Councilor Canek Aguirre also proposed an amendment requiring the entity to allow space for a potential union-organizing effort on the site, which Jackson seconded.
Councilor John Chapman expressed appreciation for the labor activists and conversation around workers’ rights, urging that more of them must happen in the future with AEDP, Visit Alexandria and other taxpayer groups. But he also highlighted the importance of acknowledging the revenue boost the project would bring to the city.

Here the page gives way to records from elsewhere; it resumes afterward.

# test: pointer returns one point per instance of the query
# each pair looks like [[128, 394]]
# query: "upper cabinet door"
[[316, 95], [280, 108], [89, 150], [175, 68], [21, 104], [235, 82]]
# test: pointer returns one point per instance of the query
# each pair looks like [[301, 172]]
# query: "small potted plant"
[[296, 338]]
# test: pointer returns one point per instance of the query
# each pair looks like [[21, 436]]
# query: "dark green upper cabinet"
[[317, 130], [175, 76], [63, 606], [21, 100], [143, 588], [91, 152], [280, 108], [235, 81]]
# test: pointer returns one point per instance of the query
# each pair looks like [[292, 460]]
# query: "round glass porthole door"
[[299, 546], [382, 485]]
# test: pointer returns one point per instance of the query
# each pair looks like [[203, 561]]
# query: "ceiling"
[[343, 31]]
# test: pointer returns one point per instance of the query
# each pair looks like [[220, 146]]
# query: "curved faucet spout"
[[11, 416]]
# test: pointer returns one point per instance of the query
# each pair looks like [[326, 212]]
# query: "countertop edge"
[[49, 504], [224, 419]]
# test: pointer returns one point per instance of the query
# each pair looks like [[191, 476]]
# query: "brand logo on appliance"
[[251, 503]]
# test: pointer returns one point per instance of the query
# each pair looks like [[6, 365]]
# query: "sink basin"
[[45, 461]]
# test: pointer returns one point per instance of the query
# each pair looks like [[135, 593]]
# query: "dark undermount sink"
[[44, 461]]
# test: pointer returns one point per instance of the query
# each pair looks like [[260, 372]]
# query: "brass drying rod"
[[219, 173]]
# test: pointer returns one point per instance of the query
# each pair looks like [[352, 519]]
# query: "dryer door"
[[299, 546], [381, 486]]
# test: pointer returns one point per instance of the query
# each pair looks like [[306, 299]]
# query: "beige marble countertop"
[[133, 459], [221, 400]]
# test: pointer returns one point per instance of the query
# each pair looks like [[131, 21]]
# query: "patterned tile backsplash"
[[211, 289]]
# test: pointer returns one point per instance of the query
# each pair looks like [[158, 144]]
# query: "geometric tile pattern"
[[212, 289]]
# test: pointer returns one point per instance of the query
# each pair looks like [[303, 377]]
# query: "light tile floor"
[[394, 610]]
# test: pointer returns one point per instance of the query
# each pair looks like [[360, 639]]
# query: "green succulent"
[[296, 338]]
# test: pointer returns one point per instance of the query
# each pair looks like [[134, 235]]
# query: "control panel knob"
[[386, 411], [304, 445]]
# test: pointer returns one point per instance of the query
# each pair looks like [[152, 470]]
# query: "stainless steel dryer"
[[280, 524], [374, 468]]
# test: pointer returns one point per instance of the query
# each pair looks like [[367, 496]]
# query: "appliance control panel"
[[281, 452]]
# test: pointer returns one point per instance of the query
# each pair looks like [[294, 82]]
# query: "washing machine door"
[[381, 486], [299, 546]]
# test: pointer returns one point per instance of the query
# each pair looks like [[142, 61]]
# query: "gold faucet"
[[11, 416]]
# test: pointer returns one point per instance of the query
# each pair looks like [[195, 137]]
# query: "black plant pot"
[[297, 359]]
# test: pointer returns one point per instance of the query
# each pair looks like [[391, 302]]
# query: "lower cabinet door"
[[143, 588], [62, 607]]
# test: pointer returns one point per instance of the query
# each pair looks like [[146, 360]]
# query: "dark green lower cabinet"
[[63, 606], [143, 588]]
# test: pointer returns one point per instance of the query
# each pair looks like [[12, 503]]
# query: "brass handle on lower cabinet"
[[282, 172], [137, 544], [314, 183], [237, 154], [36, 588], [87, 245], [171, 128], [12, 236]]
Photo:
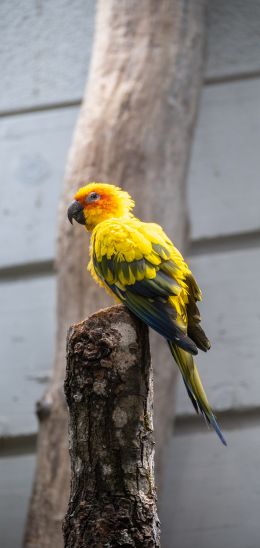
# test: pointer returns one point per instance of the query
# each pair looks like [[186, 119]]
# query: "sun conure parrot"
[[139, 264]]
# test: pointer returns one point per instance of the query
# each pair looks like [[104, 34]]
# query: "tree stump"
[[109, 391]]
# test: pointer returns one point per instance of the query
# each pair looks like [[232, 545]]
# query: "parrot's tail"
[[194, 386]]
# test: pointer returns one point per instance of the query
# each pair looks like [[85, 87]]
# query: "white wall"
[[211, 494]]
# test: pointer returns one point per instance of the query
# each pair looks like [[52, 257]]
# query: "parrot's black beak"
[[75, 211]]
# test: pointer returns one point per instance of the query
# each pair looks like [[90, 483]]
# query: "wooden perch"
[[109, 392]]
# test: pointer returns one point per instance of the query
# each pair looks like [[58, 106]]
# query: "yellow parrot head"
[[97, 202]]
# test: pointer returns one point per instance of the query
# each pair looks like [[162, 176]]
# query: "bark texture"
[[135, 130], [110, 397]]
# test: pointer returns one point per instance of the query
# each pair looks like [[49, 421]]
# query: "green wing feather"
[[157, 286]]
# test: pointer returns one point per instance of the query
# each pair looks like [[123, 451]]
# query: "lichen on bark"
[[108, 387]]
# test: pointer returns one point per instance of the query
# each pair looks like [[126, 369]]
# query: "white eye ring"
[[92, 197]]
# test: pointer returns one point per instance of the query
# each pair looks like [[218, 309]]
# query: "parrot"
[[139, 265]]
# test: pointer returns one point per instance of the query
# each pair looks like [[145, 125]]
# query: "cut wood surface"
[[109, 391], [135, 127], [229, 371]]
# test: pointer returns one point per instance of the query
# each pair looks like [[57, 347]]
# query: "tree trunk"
[[109, 392], [135, 130]]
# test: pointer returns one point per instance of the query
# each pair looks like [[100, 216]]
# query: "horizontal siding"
[[52, 43], [33, 151], [230, 371], [27, 320], [224, 172], [233, 38], [45, 51], [230, 312], [16, 475], [212, 494], [224, 189]]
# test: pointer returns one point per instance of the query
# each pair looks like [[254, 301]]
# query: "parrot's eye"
[[92, 197]]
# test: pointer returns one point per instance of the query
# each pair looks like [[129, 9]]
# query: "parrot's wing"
[[147, 280]]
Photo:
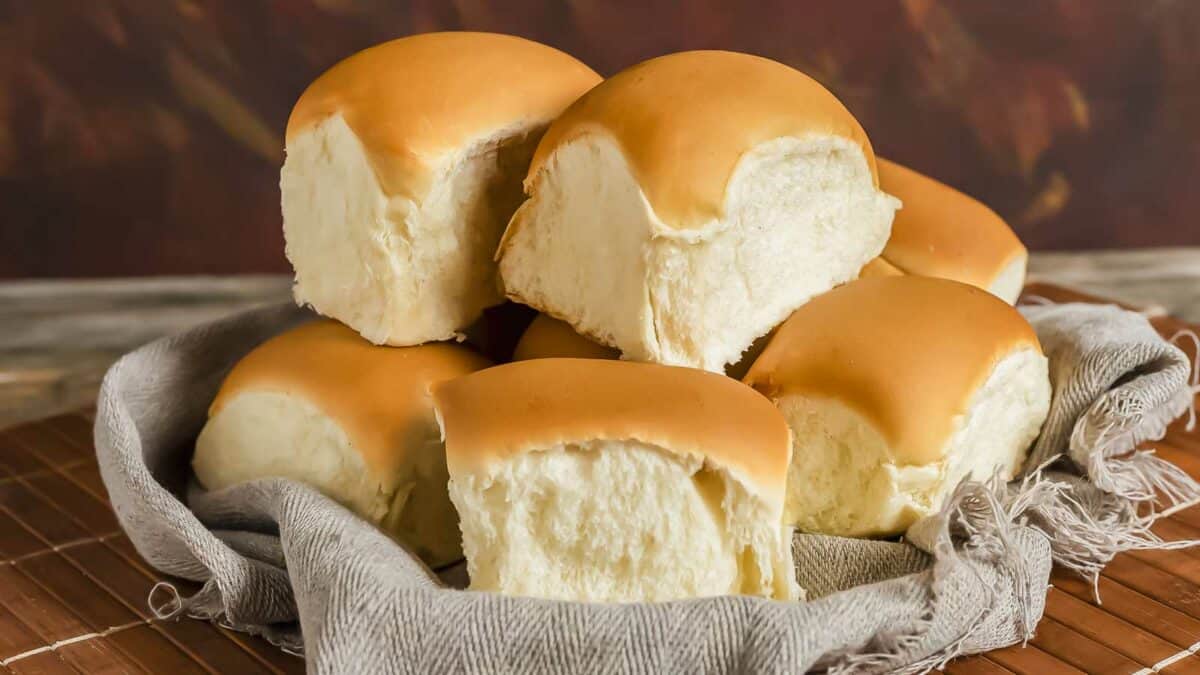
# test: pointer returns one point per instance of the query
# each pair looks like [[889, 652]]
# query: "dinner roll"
[[403, 165], [321, 405], [942, 232], [550, 338], [688, 204], [595, 479], [879, 267], [895, 388]]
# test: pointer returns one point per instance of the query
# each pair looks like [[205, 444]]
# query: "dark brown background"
[[144, 136]]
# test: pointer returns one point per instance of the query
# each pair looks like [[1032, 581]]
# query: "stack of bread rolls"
[[748, 324]]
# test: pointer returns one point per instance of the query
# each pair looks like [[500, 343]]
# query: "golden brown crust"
[[684, 120], [414, 99], [503, 411], [378, 395], [906, 352], [879, 267], [551, 338], [945, 233]]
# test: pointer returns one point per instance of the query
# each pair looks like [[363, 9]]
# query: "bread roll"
[[879, 267], [323, 406], [550, 338], [945, 233], [687, 205], [895, 388], [594, 479], [403, 165]]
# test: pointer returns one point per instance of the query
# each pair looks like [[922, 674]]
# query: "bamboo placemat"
[[73, 590]]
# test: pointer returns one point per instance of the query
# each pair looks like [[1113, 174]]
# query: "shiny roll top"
[[534, 405], [551, 338], [378, 395], [942, 232], [684, 120], [412, 100], [905, 352]]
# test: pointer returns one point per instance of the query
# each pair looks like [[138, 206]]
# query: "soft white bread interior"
[[895, 388], [595, 479], [549, 338], [323, 406], [403, 165], [945, 233], [687, 205]]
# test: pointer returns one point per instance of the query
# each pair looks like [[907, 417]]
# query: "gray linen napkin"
[[275, 557]]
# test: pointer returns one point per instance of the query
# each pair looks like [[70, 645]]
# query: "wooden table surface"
[[73, 590]]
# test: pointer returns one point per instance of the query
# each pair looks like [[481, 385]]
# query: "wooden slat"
[[1149, 580], [1149, 614], [87, 476], [1080, 651], [207, 645], [113, 573], [45, 663], [1031, 661], [49, 447], [1189, 665], [99, 656], [276, 658], [155, 652], [16, 539], [46, 616], [975, 665], [97, 609], [1097, 625], [39, 515], [16, 637], [15, 459], [93, 515]]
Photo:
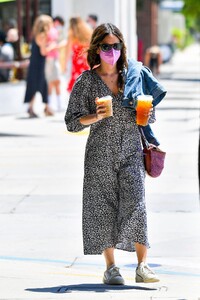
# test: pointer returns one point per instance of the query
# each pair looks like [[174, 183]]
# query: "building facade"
[[120, 12]]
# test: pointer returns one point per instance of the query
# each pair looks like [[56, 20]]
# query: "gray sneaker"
[[145, 274], [112, 276]]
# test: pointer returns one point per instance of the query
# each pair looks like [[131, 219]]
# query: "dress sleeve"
[[79, 105]]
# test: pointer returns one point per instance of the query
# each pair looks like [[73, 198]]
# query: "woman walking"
[[114, 210]]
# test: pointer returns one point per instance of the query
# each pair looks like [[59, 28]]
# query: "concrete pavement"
[[40, 204]]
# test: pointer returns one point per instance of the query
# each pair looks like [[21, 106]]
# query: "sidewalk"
[[40, 204]]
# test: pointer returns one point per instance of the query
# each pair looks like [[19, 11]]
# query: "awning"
[[172, 5], [2, 1]]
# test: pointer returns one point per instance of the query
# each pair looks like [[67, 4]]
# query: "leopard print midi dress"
[[114, 210]]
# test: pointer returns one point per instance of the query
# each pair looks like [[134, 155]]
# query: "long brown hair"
[[98, 35], [41, 25], [79, 30]]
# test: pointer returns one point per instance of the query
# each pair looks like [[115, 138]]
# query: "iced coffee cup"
[[144, 104], [107, 101]]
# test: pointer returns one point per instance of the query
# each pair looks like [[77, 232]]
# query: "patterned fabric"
[[79, 63], [114, 211]]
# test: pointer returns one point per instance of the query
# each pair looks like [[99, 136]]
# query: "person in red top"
[[79, 35]]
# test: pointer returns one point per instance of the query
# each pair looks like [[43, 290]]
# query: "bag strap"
[[145, 143]]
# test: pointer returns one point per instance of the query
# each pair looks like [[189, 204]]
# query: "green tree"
[[191, 10]]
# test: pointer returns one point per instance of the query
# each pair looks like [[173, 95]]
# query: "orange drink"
[[107, 101], [144, 104]]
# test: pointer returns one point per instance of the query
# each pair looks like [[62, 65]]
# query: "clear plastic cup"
[[107, 101], [144, 104]]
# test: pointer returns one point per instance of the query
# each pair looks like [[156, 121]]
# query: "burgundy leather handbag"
[[154, 158]]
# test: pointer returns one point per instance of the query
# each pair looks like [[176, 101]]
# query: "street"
[[41, 177]]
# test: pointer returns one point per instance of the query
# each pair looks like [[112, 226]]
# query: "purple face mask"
[[111, 56]]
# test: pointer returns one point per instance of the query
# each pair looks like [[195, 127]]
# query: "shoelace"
[[114, 271], [147, 270]]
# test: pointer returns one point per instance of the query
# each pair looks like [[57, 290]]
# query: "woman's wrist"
[[89, 119]]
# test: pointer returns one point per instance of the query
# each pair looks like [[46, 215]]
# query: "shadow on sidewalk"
[[97, 288]]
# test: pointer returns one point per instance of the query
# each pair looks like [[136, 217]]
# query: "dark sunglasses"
[[108, 47]]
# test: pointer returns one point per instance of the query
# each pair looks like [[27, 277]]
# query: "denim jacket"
[[140, 80]]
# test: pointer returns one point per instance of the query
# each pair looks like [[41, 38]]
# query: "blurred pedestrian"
[[92, 20], [153, 59], [59, 24], [114, 210], [52, 65], [6, 55], [36, 81], [79, 35]]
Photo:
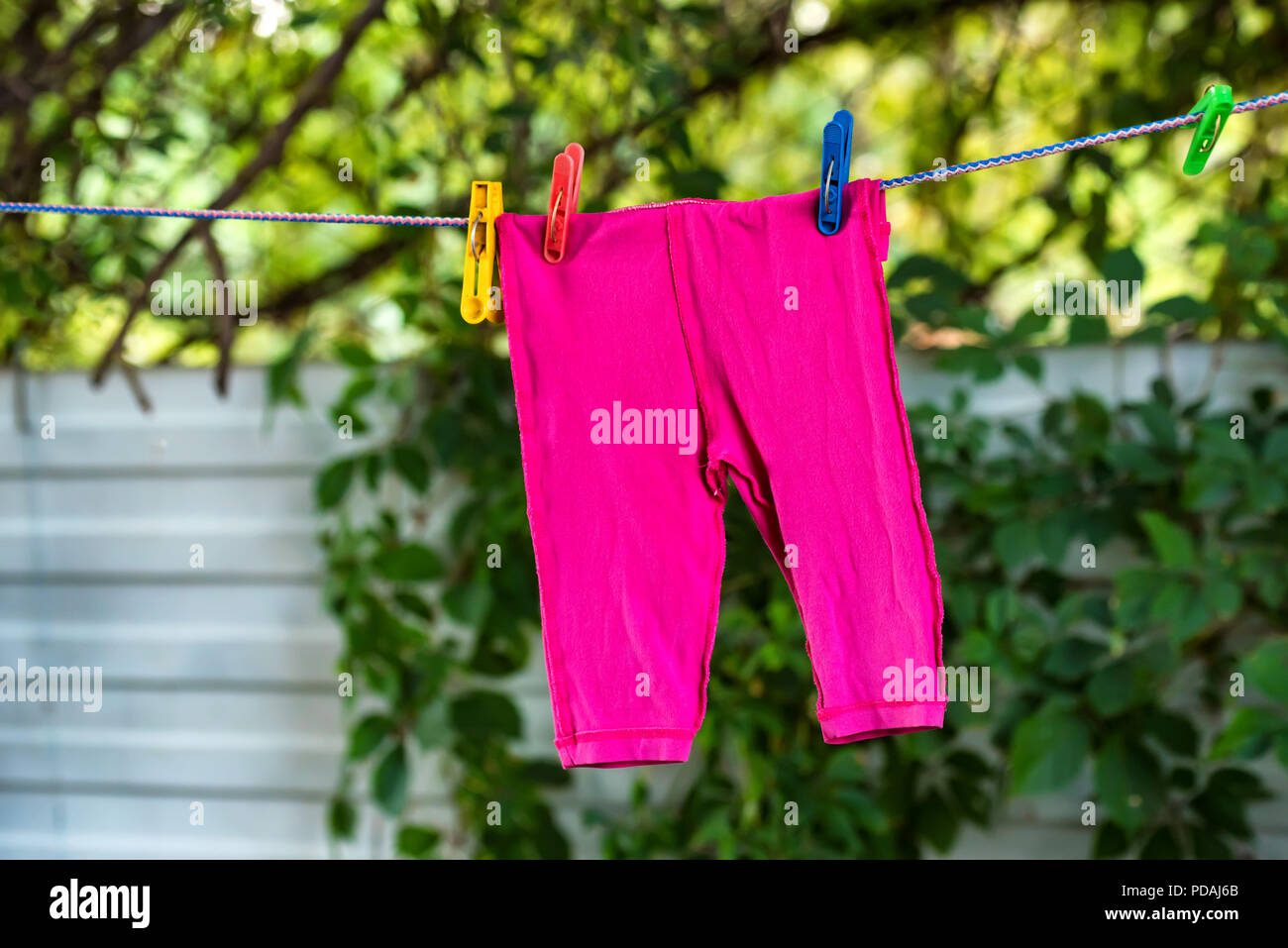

“[My colleagues] have seen what we’ve had to do in terms of dealing with other partners – whether it’s Metro, whether it’s ACPS – that’s going to bring a bigger bill to our door. We’re going to have to figure out how to fund it,” Chapman said. “So finding little opportunities like this where we’re leveraging some of our new income and tax money and state tax money I think is a win.”
The hotel may also prove an economic boon with historic ties, as it served as Hotel George Mason in the mid 20th century. It later became an office building.
Councilor Kirk McPike called the early discussion of the project, which first took place on Jan. 11, “frustrating” because it was about financing concerns that he claimed did not reflect the reality of the existing project. McPike said the project could have been a “slam dunk” had it better addressed the labor concerns brought forth on Jan. 11.
“If this project moves forward, it will not include a true labor neutrality agreement, but the desire by our city for a fair opportunity for organization is now clear,” McPike said. “It will be on us as leaders and people committed to improving the lives of Alexandria’s workers to ensure that the spirit of this agreement is actually upheld by the final product.”
McPike went on to say that as the city tackles future equity issues, including the ongoing debate regarding pay for unionized first responders and potential unionization of other city staff with the legalization of collective bargaining, accruing resources will be imperative for council.
“This is a half step, and I hope that the next project that we look at in this area is a full step forward in terms of where we want to be with our labor rights,” McPike said.
Chapman made a motion to approve the project, with Jackson seconding. Council approved the project 4-3, with councilors McPike, Alyia Gaskins and Sarah Bagley dissenting.